Edition 43 – Sometimes, You Say a Lot by Saying Nothing
From time to time, someone might not do the right thing by you. An employee oversteps the mark. A client is rude, demanding or unreasonable. Perhaps someone gives you feedback that you did not invite. How do you react to each of those events?
I have a saying that sometimes you say a lot by saying nothing. In my opinion, silence is understated as an effective tool in business and management communication. We live in an age where we are bombarded with noise in all its forms – opinion, conversation, phones, emails. Silence, on the other hand, seems to have fallen out of favour.
Let me explain, by use of an example, what I mean by “sometimes you say a lot by saying nothing”.
If someone has slighted you, you have two options:
- You can choose to get into an argument.
- You can react immediately to what has happened.
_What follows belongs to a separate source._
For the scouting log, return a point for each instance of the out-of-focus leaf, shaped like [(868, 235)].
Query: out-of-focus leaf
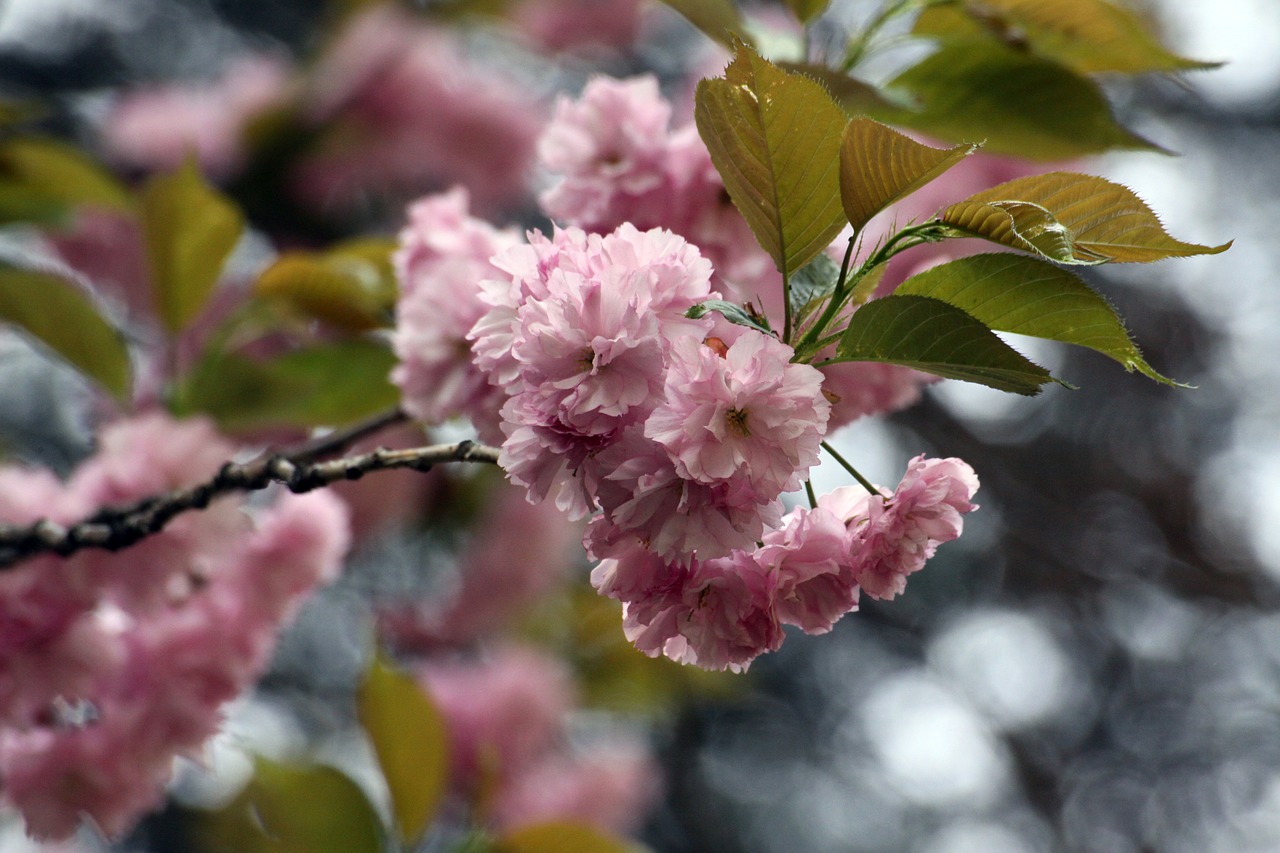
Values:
[(810, 284), (808, 9), (775, 140), (191, 229), (1028, 296), (62, 316), (351, 286), (562, 836), (720, 19), (1089, 36), (732, 313), (295, 810), (935, 337), (318, 386), (59, 172), (878, 165), (1014, 103), (1070, 218), (410, 742)]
- You can defend your position.
- You can protect your pride.
- In the process, you may say something that could may alleviate the situation, or may inflame it.
- What you say will depend on the situation, the relationship you have with the other person and what else is going on in your life at that time.
- You can choose to say nothing.
- By saying nothing, you may elevate yourself above the argument.
- You have the other person guessing.
- By them guessing, they question themselves.
- By questioning themselves, they start to draw their own conclusions.
- Eventually, they may ask you the question as to what happened.
- You can then choose to enter into the discussion, with a clear mind and a firm viewpoint.
But take note:
A. Often, you won’t be asked.
B. Always maintain dignity.
As a management tool, I’ve used this to great effect over the years. I’ve worked with hundreds of staff, managers, clients and colleagues. I was formerly of the school of Option 1 – load up my cannon with the best form of ammunition and fire away. Sometimes aimlessly. Sometimes at the wrong enemy. Often with adverse consequences.
When I started teaching myself about the effectiveness of silence, I found the reaction was different for me on three fronts:
- I felt less stressed about the situation, the result and the aftermath.
- The situation would either diffuse or be resolved much faster as a result of not engaging in turf warfare.
- It helped to improve the relationships with the people I was engaging with.
So, next time something happens, and your usual first reaction is to jump in and offer a retort, think whether sometimes you say a lot by saying nothing.
This Week’s Tip
We all need silence to help us think, create, ponder and develop. By not reacting to every situation, immediately, we develop the art of patience and perspective, both effective business management tools.